Die Barbies haben klar das Sagen, die Kens spielen bloss zweite Geige. Schöne feministische Welt. Aber so würde es nicht bleiben, da war ich mir sicher.
Schock in der realen Welt
Eines Tages träumt eine Barbie (Margot Robbie) vom Tod. Um diese düsteren Gedanken loszuwerden, muss sie in die reale Welt reisen (warum, wäre zu kompliziert zu erklären). Dort erlebt sie den grossen Schock: Frauen sind nicht an der Macht.
Der mitgereiste Ken (Ryan Gosling) hingegen findet Machotum und Chauvinismus cool und bringt das Patriarchat nach Barbieland.
Ich hatte es also mit einem konventionellen Weltrettungsplot zu tun. Das habe ich dem Spektakel aber inzwischen verziehen, da es ansonsten sehr lustig war.

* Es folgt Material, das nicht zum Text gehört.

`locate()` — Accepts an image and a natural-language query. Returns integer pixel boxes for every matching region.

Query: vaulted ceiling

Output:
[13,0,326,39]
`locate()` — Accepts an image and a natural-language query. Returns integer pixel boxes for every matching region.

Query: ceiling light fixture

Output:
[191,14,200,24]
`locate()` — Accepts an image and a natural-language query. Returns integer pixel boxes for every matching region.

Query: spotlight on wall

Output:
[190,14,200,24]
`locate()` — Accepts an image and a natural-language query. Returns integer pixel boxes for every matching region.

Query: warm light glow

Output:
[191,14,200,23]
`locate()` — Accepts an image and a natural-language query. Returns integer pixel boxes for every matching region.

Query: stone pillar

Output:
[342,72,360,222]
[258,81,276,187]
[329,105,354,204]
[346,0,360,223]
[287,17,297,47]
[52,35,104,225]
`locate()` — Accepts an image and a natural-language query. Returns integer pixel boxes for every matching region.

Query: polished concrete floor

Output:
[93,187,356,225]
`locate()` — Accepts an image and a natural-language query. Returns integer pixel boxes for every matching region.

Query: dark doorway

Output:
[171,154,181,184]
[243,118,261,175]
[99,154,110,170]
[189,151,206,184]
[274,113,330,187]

Konzept von Mattel geht auf
Ich war schon ein wenig überrascht, dass eine Komödie, die vom «Barbie»-Hersteller Mattel produziert wurde, eine so klare feministische Kampfansage war. Dazu gab es eine Dosis Selbstkritik, als eine Teenagerin Barbie erklärt, die Puppe würde Mädchen ein falsches Schönheitsideal vermitteln.
Das Kino habe ich total gut gelaunt verlassen. Aber schon in der Tram war mir klar, dass ich in eine Falle getappt war. Ich hatte den perfekten Werbefilm für die Puppe gesehen. Hätte ich ein Kind, das im Alter wäre, mit Barbie-Puppen zu spielen, ich wäre direkt einkaufen gegangen.